Similarly, we use the same threshold for CTC and attention for simplicity. However, we agree that the dynamic ranges between the two could be different and have run experiments with separate thresholds to investigate this point. The results are in Table 1a in the attached rebuttal PDF. We observe that USR's performance remains consistent across a range of different thresholds, with no clear improvement when using separate thresholds. We added this experiment in the Appendix.
Section 4: Did you only use a Transformer architecture? How about using a Conformer architecture?
We used Transformer-based architectures with convolutional frontends to align with closely related works [13-18, 20] for fair comparisons (e.g., see Table 4). However, given that USR is agnostic to the choice of encoder architecture, we agree it would be interesting to explore other architectural variants, including Conformers, which could improve results even further. Still, we believe this direction lies outside the scope of our present work and therefore defer it to future research. This idea for future work has now been included in the Conclusion.
It is not a question but a suggestion. I recommend you emphasize the results of the multiple databases in the abstract to claim the generalization of this work across the database.
Thank you for this suggestion. We have updated the abstract accordingly.
Thanks for your detailed answers.
As I mentioned in my previous review, although this paper does not have strong technical novelty, it has a lot of insightful findings and values for the first successful method of realizing the ASR, VSR, and AVSR tasks. I appreciate these benefits and make this paper "6: Weak Accep" despite its weakness. Thanks for your explanations for the weakness point, but these explanations are basically the same as my understanding in the first review, and it is not sufficient to change this point. Also, thanks for your additional experiments, which solve some of my questions but they do not change my overall impressions. Thus, I want to keep my score as it is.
We sincerely thank the reviewers for their thoughtful comments, which have greatly contributed to improving our paper. We are pleased that the reviewers recognise the effectiveness of our method (Reviewers d2RY, d9WG, WdRe), the quality of our experiments (Reviewers d2RY, d9WG, Fi7g, WdRe), and the reproducibility of our results (Reviewers d2RY, d9WG, Fi7g). We also appreciate their acknowledgment of the potential impact and practical significance of our work (Reviewers Fi7g, WdRe), as well as the quality of our writing and presentation (Reviewers d2RY, d9WG, Fi7g, WdRe).
We have addressed the reviewers' concerns with individual responses to each review. Please see the attached rebuttal PDF, which includes new experimental results. Key changes to the paper are summarised as follows:
- We included in the Appendix more ablations for self-supervised pre-training (different mask probabilities and target types) as well as for semi-supervised fine-tuning (additional filtering thresholds and comparisons between hard and soft sampling).
- We provided in the Appendix detailed descriptions of the datasets used in the paper.
- We added failure cases and a corresponding discussion in the Appendix.
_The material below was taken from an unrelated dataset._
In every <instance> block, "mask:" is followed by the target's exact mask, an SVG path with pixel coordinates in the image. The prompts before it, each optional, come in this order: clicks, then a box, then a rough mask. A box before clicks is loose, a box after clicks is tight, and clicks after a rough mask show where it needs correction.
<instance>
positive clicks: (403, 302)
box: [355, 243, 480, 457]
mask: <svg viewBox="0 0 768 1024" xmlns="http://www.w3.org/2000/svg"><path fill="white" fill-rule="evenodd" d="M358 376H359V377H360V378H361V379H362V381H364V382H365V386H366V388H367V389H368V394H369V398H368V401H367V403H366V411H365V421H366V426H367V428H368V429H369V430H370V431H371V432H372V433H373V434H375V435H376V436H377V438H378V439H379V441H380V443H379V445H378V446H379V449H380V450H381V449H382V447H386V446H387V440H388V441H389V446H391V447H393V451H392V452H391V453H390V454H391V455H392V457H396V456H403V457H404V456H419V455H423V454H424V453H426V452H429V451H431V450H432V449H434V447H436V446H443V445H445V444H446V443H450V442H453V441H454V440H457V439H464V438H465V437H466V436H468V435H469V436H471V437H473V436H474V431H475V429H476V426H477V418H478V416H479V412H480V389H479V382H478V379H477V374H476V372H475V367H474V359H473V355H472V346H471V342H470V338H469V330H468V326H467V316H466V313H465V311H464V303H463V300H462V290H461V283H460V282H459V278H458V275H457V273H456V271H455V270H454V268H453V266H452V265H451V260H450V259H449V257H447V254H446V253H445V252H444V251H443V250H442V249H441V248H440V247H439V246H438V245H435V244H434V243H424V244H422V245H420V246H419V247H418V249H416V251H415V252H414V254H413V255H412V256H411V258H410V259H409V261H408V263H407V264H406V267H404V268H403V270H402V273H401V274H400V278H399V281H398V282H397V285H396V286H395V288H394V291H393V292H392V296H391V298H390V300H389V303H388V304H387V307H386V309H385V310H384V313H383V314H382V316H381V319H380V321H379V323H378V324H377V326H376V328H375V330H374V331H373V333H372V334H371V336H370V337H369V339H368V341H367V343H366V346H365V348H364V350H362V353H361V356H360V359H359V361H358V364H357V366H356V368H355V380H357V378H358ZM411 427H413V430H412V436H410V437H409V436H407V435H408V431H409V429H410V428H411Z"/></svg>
- We moved captions above the tables and separated Table 2a and the rest of Table 2 into distinct figures / tables.
- We highlighted our state-of-the-art results on LRS2 and WildVSR in the Abstract.
- We improved the clarity of the text, for example, by emphasising our method’s reduced sensitivity to pre-training hyperparameters and clarifying that the teacher is randomly initialised in the pre-training stage.
- We added further ideas for future work in the Conclusion, including exploring alternative encoder architectures and the use of extra audio-only data.
- We fixed typos identified by the reviewers, including an error in the CTC loss weight, which was mistakenly listed as 1 instead of 0.1 in the original paper.
all 4 reviewers vote to accept this paper. The paper is well written, easy to read and is of great interest to the community. The main weakness is that the novelty of the paper can be improved.